The band is “a great venue for faculty, staff, and students to interact,” head and neck surgeon—and singer and guitarist—Anand K. Devaiah, a MED associate professor of otolaryngology, told BU Today shortly after the band started. Ortega says the ensemble now “lives permanently at the medical school,” and accepts musicians playing any instrument as well as any person moved to sing or clap cymbals. “We’ve had saxophones, violins, Spanish guitar, harmonica, timbales, congas, djembe, and bongos.”
Not only are there no auditions, but band members have been known to call, “C’mon up and join us” to people who poke their heads into the auditorium where they rehearse. Depending on who shows up that day, the band can segue from blues to heavy metal. “We don’t have a recognizable sound,” says Ortega, MED associate dean for diversity and multicultural affairs.

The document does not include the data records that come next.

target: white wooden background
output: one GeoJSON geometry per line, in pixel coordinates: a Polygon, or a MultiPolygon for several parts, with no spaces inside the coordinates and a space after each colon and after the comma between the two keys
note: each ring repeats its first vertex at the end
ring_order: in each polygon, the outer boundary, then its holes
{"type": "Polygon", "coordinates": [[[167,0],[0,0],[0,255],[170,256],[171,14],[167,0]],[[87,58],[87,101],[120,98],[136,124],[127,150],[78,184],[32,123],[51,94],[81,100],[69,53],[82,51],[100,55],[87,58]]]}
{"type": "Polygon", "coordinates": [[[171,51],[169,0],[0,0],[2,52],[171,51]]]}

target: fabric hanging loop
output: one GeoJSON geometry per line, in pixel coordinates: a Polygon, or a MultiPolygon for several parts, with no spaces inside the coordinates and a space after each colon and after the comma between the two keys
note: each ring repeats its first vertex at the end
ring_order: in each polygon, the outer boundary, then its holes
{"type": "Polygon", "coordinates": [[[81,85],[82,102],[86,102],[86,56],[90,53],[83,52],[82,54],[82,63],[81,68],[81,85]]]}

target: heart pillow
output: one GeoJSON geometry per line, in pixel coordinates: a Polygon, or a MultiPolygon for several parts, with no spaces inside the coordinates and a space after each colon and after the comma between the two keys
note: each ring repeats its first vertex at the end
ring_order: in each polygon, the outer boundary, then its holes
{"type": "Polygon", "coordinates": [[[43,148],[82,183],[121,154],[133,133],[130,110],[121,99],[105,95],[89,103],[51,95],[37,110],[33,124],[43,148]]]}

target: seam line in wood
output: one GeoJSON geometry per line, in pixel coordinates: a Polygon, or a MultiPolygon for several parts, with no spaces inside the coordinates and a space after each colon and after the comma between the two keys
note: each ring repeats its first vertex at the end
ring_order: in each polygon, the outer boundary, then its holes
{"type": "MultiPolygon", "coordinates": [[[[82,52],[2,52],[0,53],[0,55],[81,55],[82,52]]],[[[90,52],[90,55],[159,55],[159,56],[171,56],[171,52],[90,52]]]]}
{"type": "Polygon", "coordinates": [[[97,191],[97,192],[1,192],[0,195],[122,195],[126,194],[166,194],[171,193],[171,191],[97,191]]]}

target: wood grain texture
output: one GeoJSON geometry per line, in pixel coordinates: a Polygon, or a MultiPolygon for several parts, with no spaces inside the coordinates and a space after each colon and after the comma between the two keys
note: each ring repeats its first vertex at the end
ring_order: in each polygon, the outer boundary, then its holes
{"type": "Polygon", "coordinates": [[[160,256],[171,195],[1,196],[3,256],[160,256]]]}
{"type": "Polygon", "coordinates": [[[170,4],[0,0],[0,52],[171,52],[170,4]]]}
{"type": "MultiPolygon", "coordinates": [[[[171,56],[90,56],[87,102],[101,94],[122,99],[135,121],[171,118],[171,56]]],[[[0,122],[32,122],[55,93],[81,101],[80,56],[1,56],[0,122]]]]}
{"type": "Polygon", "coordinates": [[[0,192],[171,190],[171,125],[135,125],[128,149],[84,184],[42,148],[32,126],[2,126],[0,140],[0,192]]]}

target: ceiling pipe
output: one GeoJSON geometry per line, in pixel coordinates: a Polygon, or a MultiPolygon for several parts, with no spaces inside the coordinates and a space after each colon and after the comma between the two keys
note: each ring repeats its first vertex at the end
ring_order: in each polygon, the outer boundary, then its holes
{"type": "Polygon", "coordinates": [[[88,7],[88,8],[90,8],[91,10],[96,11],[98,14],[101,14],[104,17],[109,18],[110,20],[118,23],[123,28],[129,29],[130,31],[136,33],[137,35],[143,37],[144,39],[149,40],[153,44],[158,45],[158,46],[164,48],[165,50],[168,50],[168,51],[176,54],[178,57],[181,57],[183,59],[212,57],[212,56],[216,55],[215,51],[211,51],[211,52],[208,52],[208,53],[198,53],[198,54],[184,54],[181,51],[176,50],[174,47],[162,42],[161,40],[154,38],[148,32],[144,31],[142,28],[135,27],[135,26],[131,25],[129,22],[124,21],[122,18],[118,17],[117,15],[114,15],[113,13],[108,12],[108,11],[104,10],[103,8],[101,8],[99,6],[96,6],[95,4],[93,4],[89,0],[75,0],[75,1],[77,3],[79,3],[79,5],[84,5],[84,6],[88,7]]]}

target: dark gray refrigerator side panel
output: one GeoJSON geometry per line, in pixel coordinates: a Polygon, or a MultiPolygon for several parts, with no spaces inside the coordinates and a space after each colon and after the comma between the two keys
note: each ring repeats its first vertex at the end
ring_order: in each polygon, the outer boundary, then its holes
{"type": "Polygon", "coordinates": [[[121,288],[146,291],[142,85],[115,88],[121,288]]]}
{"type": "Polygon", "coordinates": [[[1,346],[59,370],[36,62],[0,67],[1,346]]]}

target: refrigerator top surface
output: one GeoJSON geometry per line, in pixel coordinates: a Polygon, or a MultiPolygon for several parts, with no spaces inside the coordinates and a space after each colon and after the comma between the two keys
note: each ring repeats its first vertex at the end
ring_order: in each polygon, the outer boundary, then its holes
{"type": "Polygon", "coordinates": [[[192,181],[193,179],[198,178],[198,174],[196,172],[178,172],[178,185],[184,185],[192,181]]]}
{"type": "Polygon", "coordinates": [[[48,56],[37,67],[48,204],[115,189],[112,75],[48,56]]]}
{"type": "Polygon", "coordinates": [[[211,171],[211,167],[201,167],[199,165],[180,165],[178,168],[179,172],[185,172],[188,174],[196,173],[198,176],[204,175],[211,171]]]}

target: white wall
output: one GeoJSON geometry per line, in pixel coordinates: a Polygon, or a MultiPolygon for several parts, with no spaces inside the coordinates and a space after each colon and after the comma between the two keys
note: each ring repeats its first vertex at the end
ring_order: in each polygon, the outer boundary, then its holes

The ensemble is a hit among colleagues and administrators alike. The BUMC Band functions as something of an equalizer—a student might be playing the bass line for his professor of surgery. As for, to put it delicately, the reputedly outsized egos of people in certain professions, these are preempted by the music, the camaraderie, and the sheer fun factor. Ortega has called making music “a laboratory for all of us, to negotiate and make compromises. We must try to keep egos in check.” He describes the band as therapy and says it’s become such a popular diversion that it’s even used as a recruitment tool.
“One faculty member chose our institution so he could play drums,” Ortega says.